As for all studies, our results should be considered in the light of the following limitations: First, our study does not include childhood adverse life events of sexual and physical abuse as the numbers of reported cases in the Danish registers were too small to include and there are specific restrictions under Danish law, to report results only when no individuals can be recognized. Second, as we have described, the adverse events identified using the Danish registers are primarily those associated with parental psychopathology and disability. Third, The register data does not allow for determination of precise timing of when any particular adversity may have negatively influenced the lives of the individual children. Fourth, we had limited power to explore differences of all specific types of postpartum psychiatric episodes; specifically for postpartum psychosis, which has been shown to have distinctly lower prevalence but is relatively rare and is often considered part of a bipolar spectrum (Bergink et al., 2012; Di Florio et al., 2013). Our definition of postpartum psychiatric episodes was based on records of in- or outpatient hospital psychiatric treatment by a specialist. Primary care visits were not included in this analysis.

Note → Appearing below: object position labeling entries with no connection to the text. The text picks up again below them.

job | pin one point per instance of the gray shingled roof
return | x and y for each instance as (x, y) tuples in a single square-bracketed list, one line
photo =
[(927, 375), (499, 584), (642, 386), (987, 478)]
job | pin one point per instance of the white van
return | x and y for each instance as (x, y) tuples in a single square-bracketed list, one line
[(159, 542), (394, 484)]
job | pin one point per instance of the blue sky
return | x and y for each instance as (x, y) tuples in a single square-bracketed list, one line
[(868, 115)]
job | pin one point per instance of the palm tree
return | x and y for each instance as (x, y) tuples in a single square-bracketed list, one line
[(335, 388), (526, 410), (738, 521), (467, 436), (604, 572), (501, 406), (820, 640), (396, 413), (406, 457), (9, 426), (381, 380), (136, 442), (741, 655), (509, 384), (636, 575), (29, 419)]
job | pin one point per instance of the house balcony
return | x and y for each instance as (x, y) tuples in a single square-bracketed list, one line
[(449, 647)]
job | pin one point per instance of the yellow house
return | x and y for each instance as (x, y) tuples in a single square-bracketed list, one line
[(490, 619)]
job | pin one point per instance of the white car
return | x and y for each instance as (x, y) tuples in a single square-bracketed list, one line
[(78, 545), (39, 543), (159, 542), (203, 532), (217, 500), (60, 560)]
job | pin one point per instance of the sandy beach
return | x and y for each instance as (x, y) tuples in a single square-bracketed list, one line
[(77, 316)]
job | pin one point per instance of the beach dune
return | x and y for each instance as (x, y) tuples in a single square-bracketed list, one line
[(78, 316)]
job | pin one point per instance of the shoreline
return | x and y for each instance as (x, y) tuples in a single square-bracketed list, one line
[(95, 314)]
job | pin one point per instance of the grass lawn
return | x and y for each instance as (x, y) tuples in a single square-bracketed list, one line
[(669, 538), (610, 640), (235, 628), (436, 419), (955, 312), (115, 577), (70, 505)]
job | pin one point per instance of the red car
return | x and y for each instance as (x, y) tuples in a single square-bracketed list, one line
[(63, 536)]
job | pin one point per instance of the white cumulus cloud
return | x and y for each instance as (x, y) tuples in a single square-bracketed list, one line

Therefore, our results may not directly translate to milder forms of postpartum psychiatric episodes, including, for example, mild to moderate episodes of PPD that would have initially presented to a primary care provider. It is important to note that the prevalence of postpartum episodes in register based data is markedly less than reported in general prevalence studies of postpartum women using patient self-report forms such as the Edinburgh Postnatal Depression Scale (EPDS) (Cox, Holden, & Sagovsky, 1987). Fifth, we did not examine comorbidity with PTSD. However, in contrast to the limitations mentioned above, our study is the biggest to date on this topic, and does not rely on self-report of adverse life events but rather is population register-based information, thereby limiting bias and confounding.
4.1 |. Conclusion
The experience of childhood adverse life events primarily due to parental psychopathology and disability contributes to increased risk for onset of postpartum psychiatric episodes. Further, the experience of greater numbers of adverse events increases the risk for postpartum psychiatric illness with an observed dose-response effect. Future work in the area of early adverse life events and postpartum psychiatric episodes should focus on the interaction between genetic and environmental factors that increase risk and/or confer resilience.